Jeremiah Garrido: Catching criminals with STEM

October 4, 2018

Courtesy Jeremiah Garrido

A cold, lifeless body lies in the street, soaking with blood. Red and blue lights flash across the scene and the road is surrounded by policemen. Behind the caution tape waits Jeremiah Garrido, his eyes scanning for evidence, observing every detail.

Ever since high school, Garrido has been intrigued by the wonders of science and criminal justice, but never dreamt of becoming only a chemist or a cop. Instead, Garrido aspired for both professions and discovered his passion during college: forensic science.

Garrido graduated with a bachelor’s degree in forensic science from the University of New Haven in Connecticut and later found a job in New York, where he gained some experience with DNA testing in the lab. In 2001, Garrido moved to California to work for the Forensic Biology unit of the Santa Clara Crime Laboratory, where he is currently employed. As a forensic scientist, he demonstrates the importance of science, technology, engineering, art and mathematics (STEAM) by solving real-world cases and hopes to inspire his students to follow his path.

“Forensic science is the intersection of criminal justice and science,” Garrido said. “I thought that was pretty exciting, using science to figure out or analyze physical evidence.”
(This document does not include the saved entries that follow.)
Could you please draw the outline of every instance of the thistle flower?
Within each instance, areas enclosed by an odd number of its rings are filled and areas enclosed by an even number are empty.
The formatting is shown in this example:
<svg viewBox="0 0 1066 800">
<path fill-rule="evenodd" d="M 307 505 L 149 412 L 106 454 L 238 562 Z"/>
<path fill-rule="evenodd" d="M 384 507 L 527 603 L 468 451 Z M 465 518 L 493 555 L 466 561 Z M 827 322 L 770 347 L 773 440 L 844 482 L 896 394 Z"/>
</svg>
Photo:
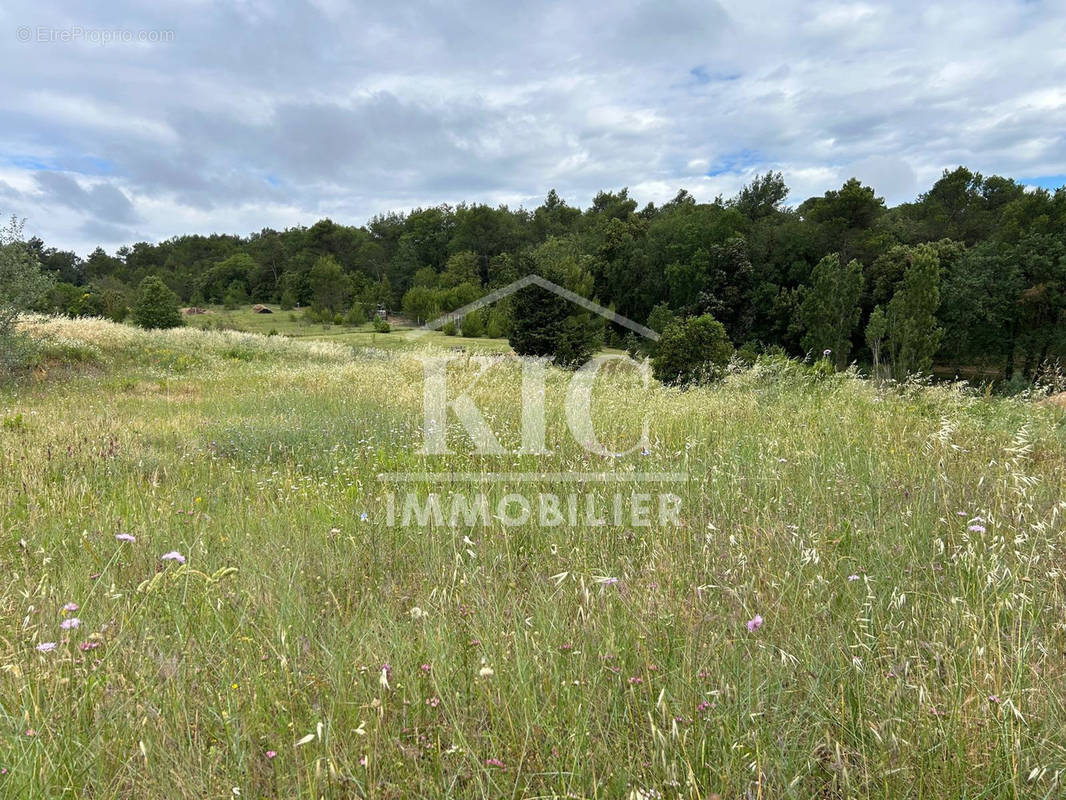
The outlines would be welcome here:
<svg viewBox="0 0 1066 800">
<path fill-rule="evenodd" d="M 78 604 L 77 603 L 67 603 L 66 605 L 63 606 L 63 611 L 64 612 L 77 611 L 77 610 L 78 610 Z"/>
<path fill-rule="evenodd" d="M 69 631 L 71 628 L 77 628 L 79 625 L 81 625 L 81 620 L 77 617 L 70 617 L 59 623 L 59 627 L 65 631 Z"/>
<path fill-rule="evenodd" d="M 858 575 L 848 575 L 848 580 L 849 581 L 857 581 L 858 579 L 859 579 Z"/>
<path fill-rule="evenodd" d="M 132 533 L 116 533 L 115 538 L 118 539 L 120 542 L 129 542 L 130 544 L 133 544 L 137 541 L 137 537 L 134 536 Z"/>
<path fill-rule="evenodd" d="M 498 758 L 486 758 L 485 759 L 485 766 L 486 767 L 499 767 L 500 769 L 503 769 L 503 762 L 500 761 L 500 759 L 498 759 Z"/>
<path fill-rule="evenodd" d="M 163 553 L 159 557 L 160 561 L 177 561 L 179 564 L 185 563 L 185 556 L 179 553 L 177 550 L 171 550 L 169 553 Z"/>
<path fill-rule="evenodd" d="M 984 533 L 985 532 L 985 526 L 984 525 L 970 525 L 966 530 L 968 530 L 970 533 Z"/>
<path fill-rule="evenodd" d="M 50 653 L 50 652 L 52 652 L 55 649 L 56 649 L 56 643 L 55 642 L 41 642 L 39 645 L 37 645 L 37 652 L 38 653 Z"/>
<path fill-rule="evenodd" d="M 276 755 L 277 755 L 277 753 L 274 752 L 273 750 L 267 750 L 266 751 L 266 757 L 267 758 L 274 758 Z"/>
<path fill-rule="evenodd" d="M 748 631 L 754 633 L 762 627 L 762 615 L 756 614 L 748 620 Z"/>
</svg>

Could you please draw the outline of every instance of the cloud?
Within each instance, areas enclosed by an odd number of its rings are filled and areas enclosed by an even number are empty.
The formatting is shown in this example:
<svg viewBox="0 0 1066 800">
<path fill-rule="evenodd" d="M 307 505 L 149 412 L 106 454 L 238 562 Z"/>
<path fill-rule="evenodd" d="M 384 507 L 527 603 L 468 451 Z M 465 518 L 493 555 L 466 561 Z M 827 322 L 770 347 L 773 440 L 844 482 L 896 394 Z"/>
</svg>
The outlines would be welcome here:
<svg viewBox="0 0 1066 800">
<path fill-rule="evenodd" d="M 1062 4 L 15 0 L 3 28 L 0 211 L 83 253 L 552 187 L 709 200 L 767 169 L 797 203 L 1066 173 Z"/>
<path fill-rule="evenodd" d="M 102 222 L 137 220 L 129 198 L 110 183 L 97 183 L 85 189 L 73 177 L 61 172 L 38 172 L 34 180 L 45 202 L 84 212 Z"/>
</svg>

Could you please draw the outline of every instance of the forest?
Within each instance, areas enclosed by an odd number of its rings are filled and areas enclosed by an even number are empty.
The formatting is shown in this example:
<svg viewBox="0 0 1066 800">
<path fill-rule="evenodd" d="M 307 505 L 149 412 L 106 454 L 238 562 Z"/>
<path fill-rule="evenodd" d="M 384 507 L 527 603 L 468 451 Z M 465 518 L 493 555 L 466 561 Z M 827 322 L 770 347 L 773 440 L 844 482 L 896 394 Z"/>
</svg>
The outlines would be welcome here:
<svg viewBox="0 0 1066 800">
<path fill-rule="evenodd" d="M 69 316 L 121 320 L 158 276 L 187 305 L 357 319 L 385 306 L 421 322 L 537 273 L 657 330 L 711 314 L 741 352 L 824 353 L 838 368 L 1022 385 L 1066 356 L 1066 187 L 964 167 L 894 207 L 856 179 L 791 204 L 769 172 L 710 203 L 682 190 L 641 207 L 622 189 L 581 209 L 553 190 L 533 210 L 441 205 L 87 258 L 30 244 L 55 277 L 39 310 Z M 506 335 L 511 313 L 503 303 L 469 328 Z"/>
</svg>

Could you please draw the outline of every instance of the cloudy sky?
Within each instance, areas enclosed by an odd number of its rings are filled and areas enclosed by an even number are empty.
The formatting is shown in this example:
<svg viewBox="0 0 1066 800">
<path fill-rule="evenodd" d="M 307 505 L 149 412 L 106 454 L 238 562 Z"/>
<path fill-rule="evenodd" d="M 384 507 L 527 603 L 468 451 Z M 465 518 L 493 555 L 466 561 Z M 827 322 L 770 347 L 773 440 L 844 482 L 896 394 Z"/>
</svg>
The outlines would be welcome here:
<svg viewBox="0 0 1066 800">
<path fill-rule="evenodd" d="M 8 0 L 0 42 L 0 213 L 83 255 L 767 169 L 1066 183 L 1061 0 Z"/>
</svg>

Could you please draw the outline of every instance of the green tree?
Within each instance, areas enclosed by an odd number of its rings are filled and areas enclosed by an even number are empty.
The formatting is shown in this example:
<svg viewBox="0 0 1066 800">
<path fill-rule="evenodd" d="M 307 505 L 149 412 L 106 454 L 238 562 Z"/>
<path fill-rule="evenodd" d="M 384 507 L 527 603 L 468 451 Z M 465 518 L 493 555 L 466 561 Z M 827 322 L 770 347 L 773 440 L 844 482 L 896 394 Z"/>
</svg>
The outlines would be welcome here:
<svg viewBox="0 0 1066 800">
<path fill-rule="evenodd" d="M 888 333 L 888 319 L 881 306 L 875 306 L 870 313 L 870 319 L 866 323 L 866 344 L 870 348 L 870 354 L 874 359 L 874 377 L 881 377 L 881 347 L 885 342 L 885 334 Z"/>
<path fill-rule="evenodd" d="M 133 320 L 149 329 L 177 328 L 185 324 L 178 308 L 178 296 L 156 275 L 149 275 L 137 287 Z"/>
<path fill-rule="evenodd" d="M 344 323 L 346 325 L 362 325 L 366 322 L 366 309 L 363 308 L 363 304 L 358 300 L 352 303 L 352 307 L 348 309 L 348 313 L 344 315 Z"/>
<path fill-rule="evenodd" d="M 751 220 L 772 216 L 781 210 L 788 187 L 780 172 L 767 172 L 740 190 L 729 205 Z"/>
<path fill-rule="evenodd" d="M 338 311 L 347 305 L 351 284 L 333 256 L 320 256 L 315 261 L 309 281 L 316 308 Z"/>
<path fill-rule="evenodd" d="M 244 284 L 240 281 L 234 281 L 226 289 L 226 295 L 222 298 L 222 304 L 232 310 L 238 306 L 243 306 L 248 302 L 248 293 L 244 291 Z"/>
<path fill-rule="evenodd" d="M 656 333 L 662 333 L 669 327 L 671 322 L 676 320 L 677 315 L 674 314 L 670 306 L 666 303 L 659 303 L 648 315 L 648 327 Z"/>
<path fill-rule="evenodd" d="M 482 315 L 481 311 L 474 309 L 463 317 L 460 327 L 462 328 L 463 336 L 470 339 L 484 336 L 485 317 Z"/>
<path fill-rule="evenodd" d="M 932 245 L 911 248 L 910 263 L 888 304 L 886 347 L 897 380 L 926 373 L 940 346 L 940 259 Z"/>
<path fill-rule="evenodd" d="M 488 321 L 485 323 L 485 335 L 490 339 L 502 339 L 507 335 L 509 327 L 507 313 L 500 308 L 494 308 L 489 312 Z"/>
<path fill-rule="evenodd" d="M 588 260 L 572 239 L 550 239 L 532 254 L 538 275 L 582 297 L 591 297 Z M 551 357 L 563 367 L 578 367 L 603 342 L 603 318 L 540 286 L 511 296 L 508 341 L 520 356 Z"/>
<path fill-rule="evenodd" d="M 418 325 L 440 314 L 437 292 L 425 286 L 414 286 L 403 296 L 403 313 Z"/>
<path fill-rule="evenodd" d="M 0 230 L 0 374 L 10 373 L 32 357 L 29 337 L 15 329 L 19 314 L 44 297 L 54 278 L 41 272 L 36 253 L 22 238 L 22 222 L 11 217 Z"/>
<path fill-rule="evenodd" d="M 803 347 L 816 355 L 832 351 L 837 369 L 848 365 L 851 333 L 862 313 L 862 286 L 862 265 L 858 261 L 842 265 L 838 255 L 828 255 L 811 273 L 811 285 L 800 303 L 799 315 L 806 328 Z"/>
<path fill-rule="evenodd" d="M 733 355 L 725 326 L 710 314 L 674 321 L 663 332 L 651 360 L 663 383 L 687 386 L 717 380 Z"/>
<path fill-rule="evenodd" d="M 444 272 L 440 274 L 440 285 L 446 289 L 464 283 L 469 283 L 474 286 L 481 285 L 479 259 L 477 253 L 471 252 L 470 250 L 456 253 L 449 258 Z"/>
</svg>

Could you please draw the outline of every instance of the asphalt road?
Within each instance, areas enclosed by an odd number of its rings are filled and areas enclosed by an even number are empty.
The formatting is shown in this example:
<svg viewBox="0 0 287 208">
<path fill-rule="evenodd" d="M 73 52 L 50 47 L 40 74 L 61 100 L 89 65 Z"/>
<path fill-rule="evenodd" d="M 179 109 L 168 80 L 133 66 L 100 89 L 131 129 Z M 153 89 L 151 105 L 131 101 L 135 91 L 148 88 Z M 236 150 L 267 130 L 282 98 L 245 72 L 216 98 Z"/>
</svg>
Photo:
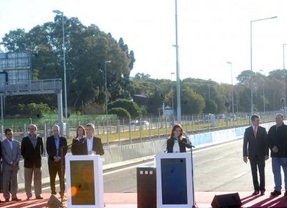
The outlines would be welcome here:
<svg viewBox="0 0 287 208">
<path fill-rule="evenodd" d="M 193 150 L 195 192 L 253 192 L 250 164 L 242 159 L 242 139 Z M 104 173 L 105 193 L 137 192 L 136 168 L 153 161 Z M 266 191 L 273 191 L 270 159 L 266 162 Z"/>
</svg>

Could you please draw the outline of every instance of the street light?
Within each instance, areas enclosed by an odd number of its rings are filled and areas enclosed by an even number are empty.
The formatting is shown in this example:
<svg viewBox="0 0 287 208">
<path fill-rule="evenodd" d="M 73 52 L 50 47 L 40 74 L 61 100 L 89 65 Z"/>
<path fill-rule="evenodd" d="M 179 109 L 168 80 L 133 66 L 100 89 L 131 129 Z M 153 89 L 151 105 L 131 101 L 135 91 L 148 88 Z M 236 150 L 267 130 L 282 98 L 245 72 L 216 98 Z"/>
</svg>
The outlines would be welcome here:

At the Santa Clara Crime Laboratory, Garrido attends and observes crime scenes, analyzes biological samples like DNA and testifies as an expert witness in court. After examining the samples, Garrido relays his data from the lab back to the police, who use the evidence to either verify or deny the current suspect as the offender.

“I work a lot of different crimes involving DNA, from violent crimes, like homicide or assault… to burglaries, robbery cases and even animal cruelty cases,” Garrido said. “We found somebody [who] was murdering cats in this one neighborhood in San Jose.”

During STEAM week on Tuesday, October 9th, Garrido will demonstrate how science follows him through every step of his job, from the origin of the crime to its resolution. He will be speaking in the Eagle theatre from 10:40 to 11:30 (extended tutorial) in the morning.

Advances in forensics [have] come a long way, so we can do a lot more,” Garrido said. “The theme of STEAM, I think, closely parallels what I’m gonna talk about, how all this great technology and advancement has resulted in better analysis of evidence. I want to essentially share with everybody how science, technology, engineering, even art and math are used to solve crimes and exonerate people also, because that is equally important.”